What Pandemic? Indiana Casinos Bounce Back to Near Pre-COVID Revenue Levels
Posted on: August 11, 2020, 09:24h.
Last updated on: August 11, 2020, 12:51h.
Indiana casinos began reopening on June 15 following a mandatory three-month shutdown, and gamblers have quickly returned, and along with them, revenue.
The Indiana Gaming Commission (IGC) this week released casino revenue data for July, and the state’s 13 commercial gaming venues have surprisingly quickly healed from the COVID-19 pandemic.
Gross gaming revenue (GGR) from slot machines, table games, and sports betting totaled $175.8 million — only $10.1 million off July 2019’s total haul. That’s a decrease of 5.4 percent, quite strong considering Indiana casinos are operating under numerous restrictions and occupancy limits.
Nita’s Horseshoe once again was the top dog in the Indiana gaming industry. The property, owned by Caesars Entertainment, reported GGR of $30.5 million, just $2 million short of its July 2019 win.
Casino guests and employees must undergo screening before being admitted entry and wear face mask coverings while inside the venue. Social distancing must be observed throughout the gaming floor, with slot machines rearranged and table games limited to three players each, four on roulette, and six at craps.
Sports Betting Tops $1B
The PGA Tour returned in June, and July marked the beginning of the much-delayed MLB regular season and restart of the NBA.
With major professional sports back, Hoosier oddsmakers enjoyed a strong July showing. Nearly $71 million was wagered on sports last month, pushing handle past the $1 billion threshold in just 10 months since legal sportsbooks commenced operations in Indiana.
Though oddsmakers are far short of their pre-market handle projections because of the pandemic, July numbers show bettors are eager to get back to wagering. The NFL is set to begin its season next month.

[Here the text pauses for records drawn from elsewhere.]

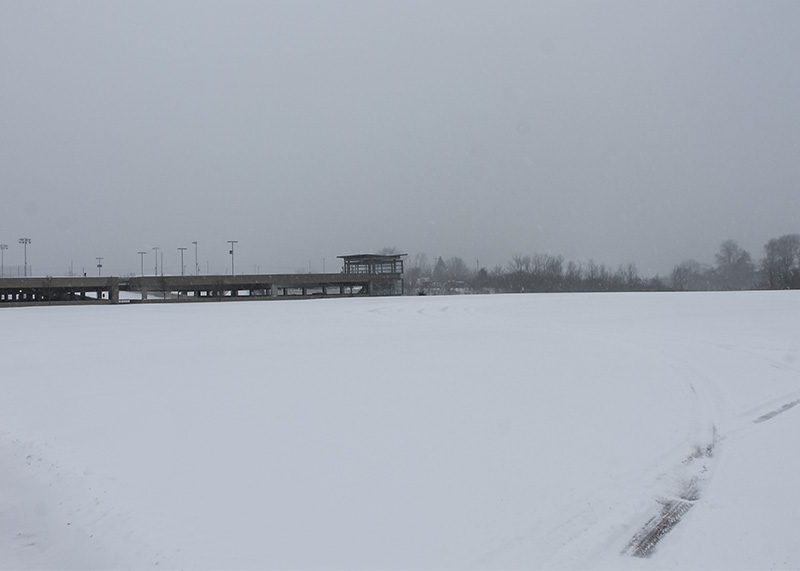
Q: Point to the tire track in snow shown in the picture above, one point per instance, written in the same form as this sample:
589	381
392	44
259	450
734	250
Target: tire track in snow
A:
776	412
695	472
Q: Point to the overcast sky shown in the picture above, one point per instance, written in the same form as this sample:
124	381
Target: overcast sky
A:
644	132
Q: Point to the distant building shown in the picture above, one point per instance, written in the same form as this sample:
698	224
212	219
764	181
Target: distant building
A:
388	269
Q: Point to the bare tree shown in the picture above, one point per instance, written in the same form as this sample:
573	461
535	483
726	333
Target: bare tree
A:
735	268
781	265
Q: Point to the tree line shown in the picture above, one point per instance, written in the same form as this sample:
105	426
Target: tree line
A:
734	269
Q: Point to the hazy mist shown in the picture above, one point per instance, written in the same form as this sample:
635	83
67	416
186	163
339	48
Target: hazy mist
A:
644	132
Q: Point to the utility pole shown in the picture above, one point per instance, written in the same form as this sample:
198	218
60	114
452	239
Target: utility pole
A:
232	242
155	250
25	242
3	248
182	251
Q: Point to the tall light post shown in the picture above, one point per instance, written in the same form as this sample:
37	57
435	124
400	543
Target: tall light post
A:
232	242
182	251
3	248
25	242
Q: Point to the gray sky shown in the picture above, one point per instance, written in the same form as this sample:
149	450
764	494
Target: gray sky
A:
643	132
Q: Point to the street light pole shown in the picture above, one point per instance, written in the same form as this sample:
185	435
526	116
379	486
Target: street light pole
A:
182	251
3	248
25	242
232	242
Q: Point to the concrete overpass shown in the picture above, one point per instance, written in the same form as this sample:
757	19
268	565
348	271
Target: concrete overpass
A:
149	289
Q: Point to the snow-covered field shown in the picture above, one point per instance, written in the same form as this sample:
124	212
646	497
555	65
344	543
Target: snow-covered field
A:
524	431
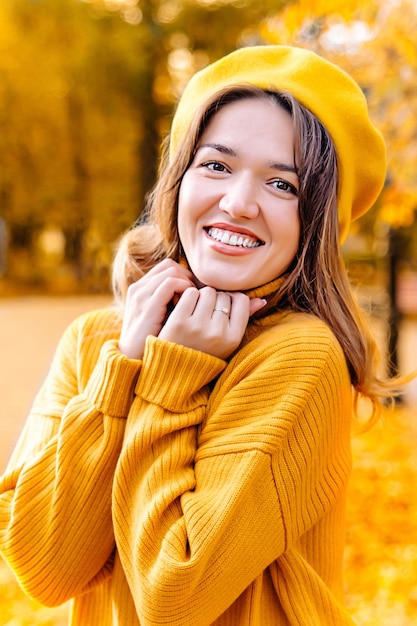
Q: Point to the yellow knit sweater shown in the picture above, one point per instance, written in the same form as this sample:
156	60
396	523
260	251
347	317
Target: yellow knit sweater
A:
181	489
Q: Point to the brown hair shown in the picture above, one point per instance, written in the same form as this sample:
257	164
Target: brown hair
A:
317	280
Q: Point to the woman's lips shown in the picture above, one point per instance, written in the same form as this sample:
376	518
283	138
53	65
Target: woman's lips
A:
234	238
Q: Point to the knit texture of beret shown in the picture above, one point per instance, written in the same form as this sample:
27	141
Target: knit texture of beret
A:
323	88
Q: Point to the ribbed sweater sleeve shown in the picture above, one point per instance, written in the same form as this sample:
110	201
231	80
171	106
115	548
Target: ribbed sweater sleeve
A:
55	497
215	484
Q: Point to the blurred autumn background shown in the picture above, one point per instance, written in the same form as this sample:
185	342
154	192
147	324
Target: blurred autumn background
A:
87	89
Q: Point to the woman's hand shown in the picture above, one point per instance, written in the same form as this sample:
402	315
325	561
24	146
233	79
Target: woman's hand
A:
210	321
147	304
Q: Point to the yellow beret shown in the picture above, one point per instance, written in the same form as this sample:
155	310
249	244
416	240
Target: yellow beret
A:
322	87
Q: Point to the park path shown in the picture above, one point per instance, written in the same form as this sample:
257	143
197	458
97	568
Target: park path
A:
30	328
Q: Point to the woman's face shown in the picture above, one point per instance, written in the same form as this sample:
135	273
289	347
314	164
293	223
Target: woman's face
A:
238	207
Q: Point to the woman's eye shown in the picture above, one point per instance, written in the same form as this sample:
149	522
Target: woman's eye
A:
214	166
283	185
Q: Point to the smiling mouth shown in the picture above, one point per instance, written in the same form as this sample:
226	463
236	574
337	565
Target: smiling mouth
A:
233	239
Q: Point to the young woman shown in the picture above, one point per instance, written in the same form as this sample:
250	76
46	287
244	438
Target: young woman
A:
186	461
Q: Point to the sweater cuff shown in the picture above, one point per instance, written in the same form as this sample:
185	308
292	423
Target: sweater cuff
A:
172	375
112	383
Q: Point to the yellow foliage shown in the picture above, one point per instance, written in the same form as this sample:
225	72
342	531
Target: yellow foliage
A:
398	207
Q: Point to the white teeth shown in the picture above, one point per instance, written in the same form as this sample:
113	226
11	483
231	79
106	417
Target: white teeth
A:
232	239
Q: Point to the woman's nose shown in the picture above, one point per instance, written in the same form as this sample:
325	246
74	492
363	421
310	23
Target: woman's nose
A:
240	198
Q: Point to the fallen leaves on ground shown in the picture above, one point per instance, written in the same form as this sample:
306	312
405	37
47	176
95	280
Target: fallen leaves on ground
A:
381	551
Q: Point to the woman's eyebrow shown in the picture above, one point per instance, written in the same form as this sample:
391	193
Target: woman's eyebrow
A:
282	167
219	147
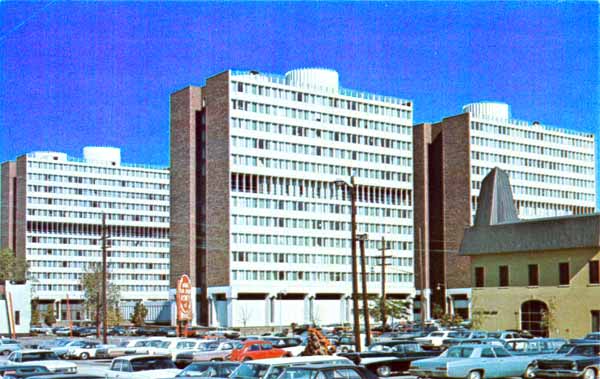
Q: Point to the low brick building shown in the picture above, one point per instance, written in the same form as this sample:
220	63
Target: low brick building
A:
539	275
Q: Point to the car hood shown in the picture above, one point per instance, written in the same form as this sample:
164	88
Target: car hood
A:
157	374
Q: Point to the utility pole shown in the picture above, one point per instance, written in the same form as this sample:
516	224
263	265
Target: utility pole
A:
356	310
363	263
383	299
422	275
104	305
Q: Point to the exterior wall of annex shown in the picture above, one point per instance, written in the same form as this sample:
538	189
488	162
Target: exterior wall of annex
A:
552	172
52	207
264	227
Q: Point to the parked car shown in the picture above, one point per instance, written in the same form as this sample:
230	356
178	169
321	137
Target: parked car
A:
209	370
292	344
390	357
206	351
46	358
249	350
327	371
7	346
473	362
142	367
83	350
534	346
590	338
583	361
272	368
435	339
18	372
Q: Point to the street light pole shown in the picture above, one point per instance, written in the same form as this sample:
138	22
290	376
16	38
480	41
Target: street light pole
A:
356	310
363	264
104	305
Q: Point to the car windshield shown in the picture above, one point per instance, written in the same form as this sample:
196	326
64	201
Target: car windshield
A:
459	352
298	373
158	363
41	356
588	350
564	349
249	370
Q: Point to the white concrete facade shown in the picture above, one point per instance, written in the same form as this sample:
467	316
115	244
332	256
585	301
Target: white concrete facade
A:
291	138
66	198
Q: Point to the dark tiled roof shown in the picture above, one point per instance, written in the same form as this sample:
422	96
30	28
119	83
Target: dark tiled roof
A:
498	230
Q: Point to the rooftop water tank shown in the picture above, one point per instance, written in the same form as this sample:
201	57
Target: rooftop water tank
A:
316	78
485	109
96	154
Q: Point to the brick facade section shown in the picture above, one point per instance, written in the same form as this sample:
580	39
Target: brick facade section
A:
217	180
442	203
8	204
184	105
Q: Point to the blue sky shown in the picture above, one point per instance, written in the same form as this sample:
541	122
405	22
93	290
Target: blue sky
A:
77	74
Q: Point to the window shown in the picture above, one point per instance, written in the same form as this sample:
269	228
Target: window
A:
479	277
534	275
503	274
595	321
594	272
563	273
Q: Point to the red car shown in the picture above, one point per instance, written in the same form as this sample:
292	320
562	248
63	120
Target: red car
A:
251	350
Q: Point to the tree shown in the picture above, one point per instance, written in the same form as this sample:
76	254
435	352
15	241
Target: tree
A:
49	317
138	317
91	283
12	267
395	308
35	313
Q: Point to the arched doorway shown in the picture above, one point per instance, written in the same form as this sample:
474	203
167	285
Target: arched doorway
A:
534	317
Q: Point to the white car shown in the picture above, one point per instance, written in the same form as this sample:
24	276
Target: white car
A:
84	350
142	367
436	339
174	346
46	358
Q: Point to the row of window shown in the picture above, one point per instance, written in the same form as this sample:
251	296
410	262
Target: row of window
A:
319	225
95	215
318	189
98	253
307	258
119	172
96	181
96	230
563	272
97	204
96	193
369	211
317	168
111	276
315	276
276	240
328	135
528	134
63	288
513	146
95	242
324	101
89	265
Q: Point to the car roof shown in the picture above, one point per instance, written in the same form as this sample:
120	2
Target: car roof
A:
313	358
132	357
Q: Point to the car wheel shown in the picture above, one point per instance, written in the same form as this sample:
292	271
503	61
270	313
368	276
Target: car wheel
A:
589	373
528	372
384	371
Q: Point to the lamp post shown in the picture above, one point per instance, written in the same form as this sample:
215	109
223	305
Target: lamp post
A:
352	187
363	263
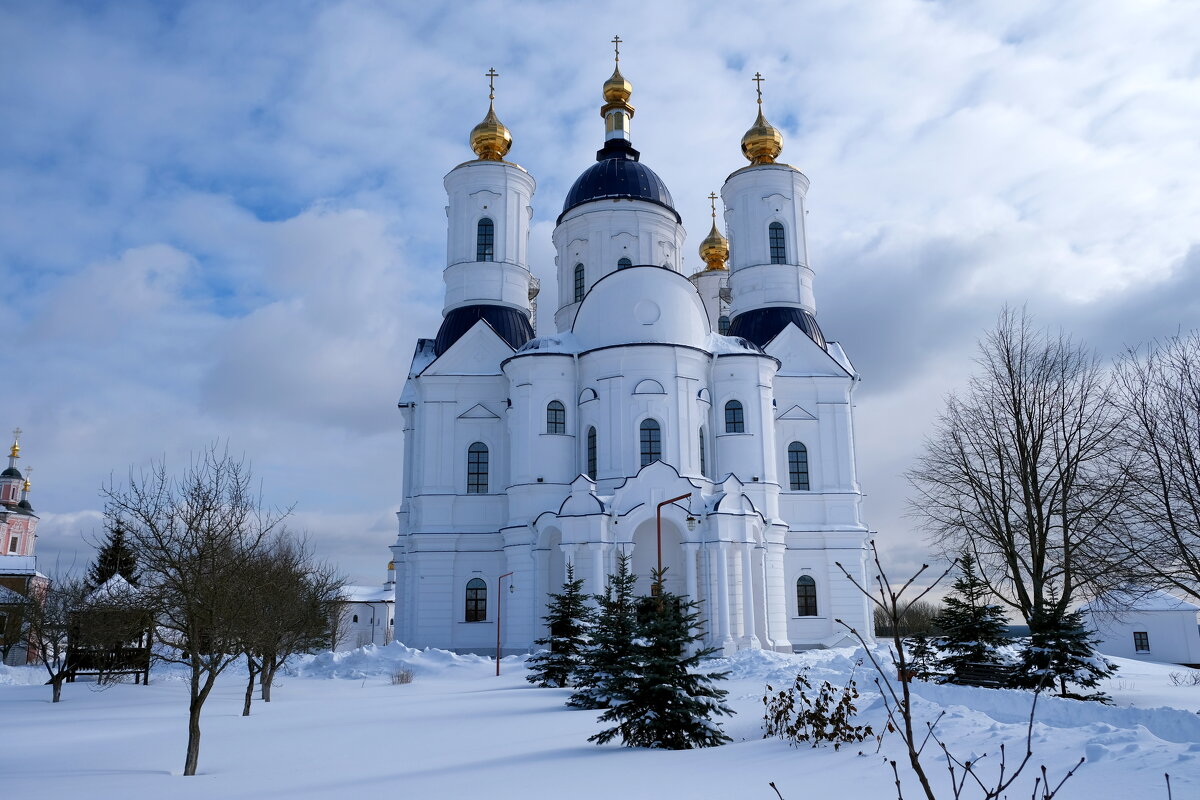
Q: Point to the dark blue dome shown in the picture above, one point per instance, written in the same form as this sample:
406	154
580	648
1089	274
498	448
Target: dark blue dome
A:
761	325
618	174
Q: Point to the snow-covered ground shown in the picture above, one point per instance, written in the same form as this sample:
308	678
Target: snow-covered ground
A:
339	728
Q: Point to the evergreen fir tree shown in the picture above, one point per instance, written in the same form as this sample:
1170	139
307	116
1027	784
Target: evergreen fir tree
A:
114	557
568	617
667	704
607	660
1062	651
972	629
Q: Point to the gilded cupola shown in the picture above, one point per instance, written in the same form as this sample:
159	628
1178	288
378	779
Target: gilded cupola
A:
491	139
715	247
763	142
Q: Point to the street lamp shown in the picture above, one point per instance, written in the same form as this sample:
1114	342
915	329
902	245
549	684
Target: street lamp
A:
499	615
657	587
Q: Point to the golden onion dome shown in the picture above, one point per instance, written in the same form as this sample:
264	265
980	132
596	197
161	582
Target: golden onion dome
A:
491	139
715	247
617	89
763	142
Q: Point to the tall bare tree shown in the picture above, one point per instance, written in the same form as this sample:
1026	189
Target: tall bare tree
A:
195	535
1015	470
1158	400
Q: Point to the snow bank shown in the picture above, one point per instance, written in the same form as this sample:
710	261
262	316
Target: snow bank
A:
372	660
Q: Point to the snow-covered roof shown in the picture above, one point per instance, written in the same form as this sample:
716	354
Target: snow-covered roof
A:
369	594
1140	601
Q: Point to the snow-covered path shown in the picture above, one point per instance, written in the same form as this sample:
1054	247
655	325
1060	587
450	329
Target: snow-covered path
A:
459	729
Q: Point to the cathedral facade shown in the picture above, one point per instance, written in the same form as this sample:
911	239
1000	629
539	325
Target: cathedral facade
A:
697	422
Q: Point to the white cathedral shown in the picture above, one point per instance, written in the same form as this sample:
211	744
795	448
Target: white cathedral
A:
697	421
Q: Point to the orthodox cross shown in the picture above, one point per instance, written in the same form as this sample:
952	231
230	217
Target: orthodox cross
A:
492	74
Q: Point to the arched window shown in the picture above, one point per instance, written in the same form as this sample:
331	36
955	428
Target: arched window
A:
592	453
556	417
805	596
778	247
735	419
485	241
477	469
798	467
477	600
652	441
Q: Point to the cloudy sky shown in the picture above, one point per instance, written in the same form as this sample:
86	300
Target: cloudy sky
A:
223	221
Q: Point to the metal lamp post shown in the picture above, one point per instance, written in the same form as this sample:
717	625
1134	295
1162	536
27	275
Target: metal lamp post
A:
499	615
657	587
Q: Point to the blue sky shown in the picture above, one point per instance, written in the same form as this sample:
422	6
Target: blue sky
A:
225	220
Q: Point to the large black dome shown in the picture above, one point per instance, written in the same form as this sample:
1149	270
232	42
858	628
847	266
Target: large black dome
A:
618	174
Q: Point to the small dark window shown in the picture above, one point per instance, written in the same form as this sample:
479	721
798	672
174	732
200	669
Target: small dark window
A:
805	596
485	241
556	417
778	248
735	417
798	467
592	453
477	600
477	469
652	441
579	282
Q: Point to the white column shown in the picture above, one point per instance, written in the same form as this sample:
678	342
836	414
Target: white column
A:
748	600
723	595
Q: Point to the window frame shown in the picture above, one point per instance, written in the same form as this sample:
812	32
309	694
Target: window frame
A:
799	468
777	242
485	240
735	416
591	452
807	596
475	599
580	282
649	440
556	417
478	469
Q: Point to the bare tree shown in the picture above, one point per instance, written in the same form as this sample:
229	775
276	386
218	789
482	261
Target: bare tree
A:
1015	470
195	535
51	614
1158	400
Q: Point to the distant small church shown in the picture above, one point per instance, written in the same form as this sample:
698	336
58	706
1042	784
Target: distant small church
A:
18	565
707	398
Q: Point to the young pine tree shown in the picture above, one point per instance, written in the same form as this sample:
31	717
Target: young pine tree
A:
115	557
667	704
972	629
606	665
568	617
1062	651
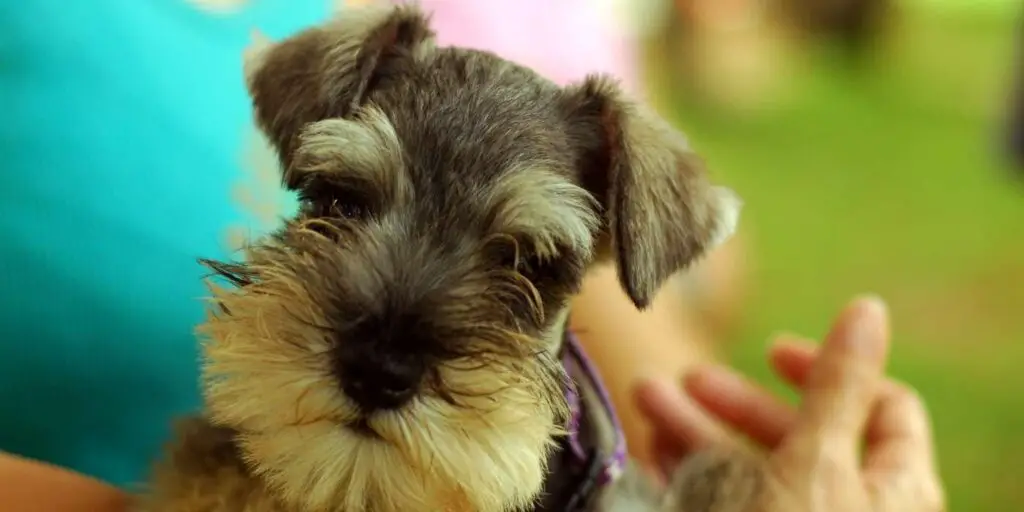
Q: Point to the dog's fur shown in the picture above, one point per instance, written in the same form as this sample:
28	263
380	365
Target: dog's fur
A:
393	348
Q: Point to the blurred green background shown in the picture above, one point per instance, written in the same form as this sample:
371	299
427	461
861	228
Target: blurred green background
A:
888	178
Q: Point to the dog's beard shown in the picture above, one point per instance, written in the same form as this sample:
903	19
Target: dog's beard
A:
482	445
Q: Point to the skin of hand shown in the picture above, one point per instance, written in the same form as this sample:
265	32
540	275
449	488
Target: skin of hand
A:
857	442
604	318
34	486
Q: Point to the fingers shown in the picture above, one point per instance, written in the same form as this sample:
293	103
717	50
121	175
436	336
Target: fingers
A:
741	404
680	425
898	435
899	463
841	386
792	357
899	432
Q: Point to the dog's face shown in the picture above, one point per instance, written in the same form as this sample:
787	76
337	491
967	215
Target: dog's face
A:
394	347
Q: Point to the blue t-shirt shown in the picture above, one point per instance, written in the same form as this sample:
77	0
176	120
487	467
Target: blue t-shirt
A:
124	141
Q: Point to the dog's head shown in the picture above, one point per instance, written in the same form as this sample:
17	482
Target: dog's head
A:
393	347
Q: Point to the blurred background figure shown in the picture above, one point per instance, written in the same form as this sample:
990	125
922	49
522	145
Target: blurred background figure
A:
876	173
1016	127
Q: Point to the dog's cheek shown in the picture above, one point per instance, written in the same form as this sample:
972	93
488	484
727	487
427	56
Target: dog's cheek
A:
717	481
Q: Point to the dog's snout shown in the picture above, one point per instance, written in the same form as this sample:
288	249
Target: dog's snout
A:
381	385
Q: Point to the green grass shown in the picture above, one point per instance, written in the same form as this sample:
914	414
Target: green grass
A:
891	182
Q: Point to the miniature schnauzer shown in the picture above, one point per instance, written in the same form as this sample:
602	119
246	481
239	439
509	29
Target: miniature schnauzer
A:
400	345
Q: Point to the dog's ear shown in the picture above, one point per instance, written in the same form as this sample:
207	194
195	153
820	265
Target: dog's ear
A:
660	213
328	71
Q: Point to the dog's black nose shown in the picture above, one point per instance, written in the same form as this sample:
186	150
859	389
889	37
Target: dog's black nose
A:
376	386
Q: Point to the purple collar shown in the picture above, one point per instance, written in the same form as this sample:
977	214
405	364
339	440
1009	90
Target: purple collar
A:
607	461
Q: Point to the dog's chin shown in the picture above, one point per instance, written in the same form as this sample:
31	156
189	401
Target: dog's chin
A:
427	457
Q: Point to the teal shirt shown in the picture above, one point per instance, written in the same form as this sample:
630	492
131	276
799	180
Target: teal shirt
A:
123	138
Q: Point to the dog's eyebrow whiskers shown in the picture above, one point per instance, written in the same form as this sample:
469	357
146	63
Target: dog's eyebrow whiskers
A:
366	147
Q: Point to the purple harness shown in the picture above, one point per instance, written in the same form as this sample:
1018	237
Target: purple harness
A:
600	464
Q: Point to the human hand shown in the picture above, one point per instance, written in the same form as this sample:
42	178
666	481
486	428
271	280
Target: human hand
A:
813	454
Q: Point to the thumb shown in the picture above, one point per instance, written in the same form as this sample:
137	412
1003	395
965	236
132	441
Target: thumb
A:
844	381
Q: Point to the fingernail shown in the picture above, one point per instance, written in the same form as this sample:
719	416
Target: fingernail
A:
865	332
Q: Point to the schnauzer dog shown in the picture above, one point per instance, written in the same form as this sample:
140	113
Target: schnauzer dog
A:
400	344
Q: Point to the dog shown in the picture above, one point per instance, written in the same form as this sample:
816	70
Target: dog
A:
400	344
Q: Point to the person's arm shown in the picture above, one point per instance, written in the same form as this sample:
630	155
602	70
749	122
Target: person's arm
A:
627	344
34	486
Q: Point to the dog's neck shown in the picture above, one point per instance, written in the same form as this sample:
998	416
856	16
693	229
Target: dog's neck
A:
593	454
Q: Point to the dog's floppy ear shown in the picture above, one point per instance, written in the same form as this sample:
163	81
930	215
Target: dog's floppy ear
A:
328	71
660	213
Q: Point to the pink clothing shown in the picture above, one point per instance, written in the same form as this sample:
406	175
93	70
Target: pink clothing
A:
563	40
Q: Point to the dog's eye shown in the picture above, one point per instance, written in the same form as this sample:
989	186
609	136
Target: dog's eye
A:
329	200
346	209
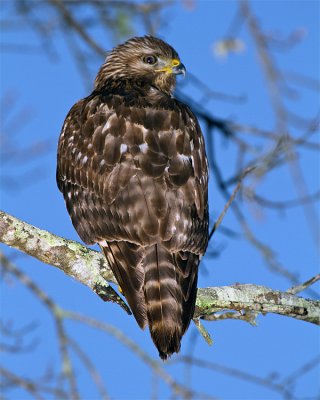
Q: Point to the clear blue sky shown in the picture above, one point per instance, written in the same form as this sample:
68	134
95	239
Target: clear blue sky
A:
48	86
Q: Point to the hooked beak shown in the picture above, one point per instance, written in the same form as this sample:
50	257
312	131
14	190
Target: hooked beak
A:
179	69
175	67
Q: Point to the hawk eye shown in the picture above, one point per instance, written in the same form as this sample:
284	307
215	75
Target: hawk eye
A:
150	60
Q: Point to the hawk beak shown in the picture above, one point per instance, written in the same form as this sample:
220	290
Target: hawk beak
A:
179	69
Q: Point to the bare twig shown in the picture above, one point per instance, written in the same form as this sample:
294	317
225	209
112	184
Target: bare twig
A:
89	267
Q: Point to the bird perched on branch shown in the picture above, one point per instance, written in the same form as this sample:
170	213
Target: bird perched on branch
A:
133	171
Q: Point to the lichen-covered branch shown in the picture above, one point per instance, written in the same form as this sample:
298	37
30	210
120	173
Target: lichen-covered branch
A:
91	269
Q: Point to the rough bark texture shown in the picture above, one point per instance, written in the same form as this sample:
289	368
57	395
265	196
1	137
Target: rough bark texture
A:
91	269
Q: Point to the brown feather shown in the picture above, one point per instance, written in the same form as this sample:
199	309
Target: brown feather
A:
133	171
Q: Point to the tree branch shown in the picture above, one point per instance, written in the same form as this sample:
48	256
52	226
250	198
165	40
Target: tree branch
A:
91	269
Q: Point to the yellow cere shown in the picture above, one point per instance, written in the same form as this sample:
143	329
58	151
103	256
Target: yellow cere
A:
175	62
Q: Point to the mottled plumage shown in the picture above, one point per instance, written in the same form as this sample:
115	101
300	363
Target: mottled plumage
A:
133	171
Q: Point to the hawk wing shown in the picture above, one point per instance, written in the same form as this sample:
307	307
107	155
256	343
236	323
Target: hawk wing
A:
134	176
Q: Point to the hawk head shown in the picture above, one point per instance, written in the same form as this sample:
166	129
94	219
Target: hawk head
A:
144	59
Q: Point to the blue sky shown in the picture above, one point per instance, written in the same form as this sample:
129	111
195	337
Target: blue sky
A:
49	86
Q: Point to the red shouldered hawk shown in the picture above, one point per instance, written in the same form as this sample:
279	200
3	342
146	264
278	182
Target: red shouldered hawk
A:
133	171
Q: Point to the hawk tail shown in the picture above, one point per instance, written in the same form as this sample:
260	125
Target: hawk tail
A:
164	300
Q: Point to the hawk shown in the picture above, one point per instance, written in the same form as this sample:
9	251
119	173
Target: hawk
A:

Indiana’s beloved Indianapolis Colts are at 24/1 to win the Super Bowl. It’s a new-look Indy team following last year’s surprise announcement from QB Andrew Luck that he was retiring at the age of 29. Colts brought in veteran QB Philip Rivers to replace him.
Caesars Fire Sale
The $17.3 billion merger of Caesars and Eldorado Resorts has resulted in the combined group controlling five of Indiana’s 13 commercial casinos and racinos. That’s too much of a monopoly in the eyes of state gaming regulators.
In its approval of the merger, the Indiana Gaming Commission told the new Caesars Entertainment that it would need to dispose of three properties. The IGC gave Caesars just five months to sell the casinos.
Last month, the company said Horseshoe Casino in Hammond would be disposed of by the end of the year. The group also plans to sell Caesars Southern Indiana in Elizabeth and Tropicana Casino in Evansville.
Buyers and terms have yet to be disclosed.